Notes on DeepLearning.ai Specialization - Improving Deep Neural Nets

published on September 3rd, 2023

I just completed the second part of the DeepLearning.ai specialization on Coursera. I'm writing these notes as a summary to remember better and be able to review things quickly.

Resources

My notes (PDF of notes I took on the Remarkable 2)

Slides from the lecture

Jupyter notebooks

Notes

Here is a summary of the topics and notes I took for them

Bias-Variance tradeoff or Underfit vs Overfit

To get an understanding of bias and variance of our model, we need to split the training data into training, dev and (maybe) test set
- We need a test set if we want to get an unbiased estimate of our models real-world performance
70%/30% or 60%/20%/20% split rules may or may not apply - you just need enough data in dev and test sets to estimate the fit
- e.g. on a training set of 10M examples, maybe 100K enough for dev / test set
High bias seems to be a synoym for underfitting the training set
High variance seems to be a synonym for overfitting

What to do against high bias (underfitting)?

More powerful model (e.g. more layers / hidden units / different architecture)
Better optimization algorithm
Better initialization
Tune learning rate

What to do against high variance (overfitting)?

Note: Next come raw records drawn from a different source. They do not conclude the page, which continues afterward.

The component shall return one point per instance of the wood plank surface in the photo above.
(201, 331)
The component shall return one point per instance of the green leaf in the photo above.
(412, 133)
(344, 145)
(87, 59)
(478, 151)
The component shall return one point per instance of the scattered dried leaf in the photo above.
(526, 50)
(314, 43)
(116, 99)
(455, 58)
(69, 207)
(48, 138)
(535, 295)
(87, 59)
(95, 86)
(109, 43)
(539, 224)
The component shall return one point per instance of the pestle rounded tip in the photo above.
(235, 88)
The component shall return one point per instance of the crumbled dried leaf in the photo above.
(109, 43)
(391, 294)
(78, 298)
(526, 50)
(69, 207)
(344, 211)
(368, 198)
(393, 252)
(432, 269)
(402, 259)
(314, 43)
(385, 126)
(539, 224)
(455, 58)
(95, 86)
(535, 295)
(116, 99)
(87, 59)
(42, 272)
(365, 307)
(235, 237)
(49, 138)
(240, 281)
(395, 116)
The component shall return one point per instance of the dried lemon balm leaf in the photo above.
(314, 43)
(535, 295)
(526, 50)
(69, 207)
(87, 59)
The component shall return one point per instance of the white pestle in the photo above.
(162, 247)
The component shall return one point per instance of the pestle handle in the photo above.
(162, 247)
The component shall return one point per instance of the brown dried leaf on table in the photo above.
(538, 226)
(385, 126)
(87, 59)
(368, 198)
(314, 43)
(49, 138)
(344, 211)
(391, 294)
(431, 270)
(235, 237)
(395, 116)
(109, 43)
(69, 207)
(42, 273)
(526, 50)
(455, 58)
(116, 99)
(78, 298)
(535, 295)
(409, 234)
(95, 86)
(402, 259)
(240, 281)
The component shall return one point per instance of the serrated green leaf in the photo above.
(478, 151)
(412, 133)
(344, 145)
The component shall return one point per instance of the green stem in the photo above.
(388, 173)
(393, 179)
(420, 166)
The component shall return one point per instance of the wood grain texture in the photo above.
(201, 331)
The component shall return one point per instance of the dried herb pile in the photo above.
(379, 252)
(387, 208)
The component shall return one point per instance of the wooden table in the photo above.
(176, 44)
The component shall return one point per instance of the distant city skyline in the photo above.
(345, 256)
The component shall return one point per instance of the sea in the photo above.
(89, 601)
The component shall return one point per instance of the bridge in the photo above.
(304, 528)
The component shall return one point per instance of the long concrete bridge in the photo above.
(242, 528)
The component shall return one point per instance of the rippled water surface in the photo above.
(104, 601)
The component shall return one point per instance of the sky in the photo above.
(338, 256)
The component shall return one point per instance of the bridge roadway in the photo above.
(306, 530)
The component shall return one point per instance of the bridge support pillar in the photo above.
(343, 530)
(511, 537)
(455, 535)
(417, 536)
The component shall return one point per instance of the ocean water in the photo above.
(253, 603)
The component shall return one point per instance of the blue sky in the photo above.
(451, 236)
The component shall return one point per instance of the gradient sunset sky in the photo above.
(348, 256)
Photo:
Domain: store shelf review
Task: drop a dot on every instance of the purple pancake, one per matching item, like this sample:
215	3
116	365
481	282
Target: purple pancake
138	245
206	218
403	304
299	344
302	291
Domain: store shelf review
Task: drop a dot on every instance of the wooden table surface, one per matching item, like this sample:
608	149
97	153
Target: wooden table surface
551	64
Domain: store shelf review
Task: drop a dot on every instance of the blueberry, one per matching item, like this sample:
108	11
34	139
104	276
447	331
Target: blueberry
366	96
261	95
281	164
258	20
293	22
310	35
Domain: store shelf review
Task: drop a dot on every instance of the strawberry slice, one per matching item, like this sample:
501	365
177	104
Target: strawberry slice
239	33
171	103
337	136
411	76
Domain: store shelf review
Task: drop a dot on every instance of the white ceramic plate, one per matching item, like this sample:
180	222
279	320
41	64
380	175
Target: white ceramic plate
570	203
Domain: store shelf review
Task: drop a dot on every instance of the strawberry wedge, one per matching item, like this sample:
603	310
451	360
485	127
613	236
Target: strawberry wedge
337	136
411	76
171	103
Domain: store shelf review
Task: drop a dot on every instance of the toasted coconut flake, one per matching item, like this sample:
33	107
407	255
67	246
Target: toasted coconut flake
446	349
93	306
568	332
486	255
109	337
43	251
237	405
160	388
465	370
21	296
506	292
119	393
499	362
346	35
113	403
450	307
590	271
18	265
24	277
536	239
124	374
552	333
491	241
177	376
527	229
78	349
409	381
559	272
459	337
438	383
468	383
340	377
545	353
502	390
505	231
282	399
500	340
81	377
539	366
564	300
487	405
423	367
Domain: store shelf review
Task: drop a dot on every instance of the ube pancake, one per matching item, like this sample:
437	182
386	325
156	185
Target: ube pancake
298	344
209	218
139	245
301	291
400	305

Regularization (L2, dropout, early stopping)
Larger / more diverse training set

Regularization

L2 Regularization

Adds a cost term $\frac{\lambda}{2m}\sum_{i=0}^n w_i^2$ to the cost function
This creates a linear term for the parameters in the gradient
Sometimes called "weight decay"

Dropout

Drops random neurons in the hidden layers of the network
Hyperparameter $\text{keepprob}$ which keeps neurons alive
Scale activations by $1 / \text{keepprob}$ after dropping
During backprop
- Drop the same neurons as during forward prop from the gradient of the activations $dA$
- Scale the gradient of the activations $dA$ by $1/\text{keepprob}$.

Normalizing Inputs

Having inputs on the same scale speeds up learning
Shape of cost function should be more uniform, making it easier for gradient descent to point to the minimum
Need to normalize data in the same way during dev/test/production!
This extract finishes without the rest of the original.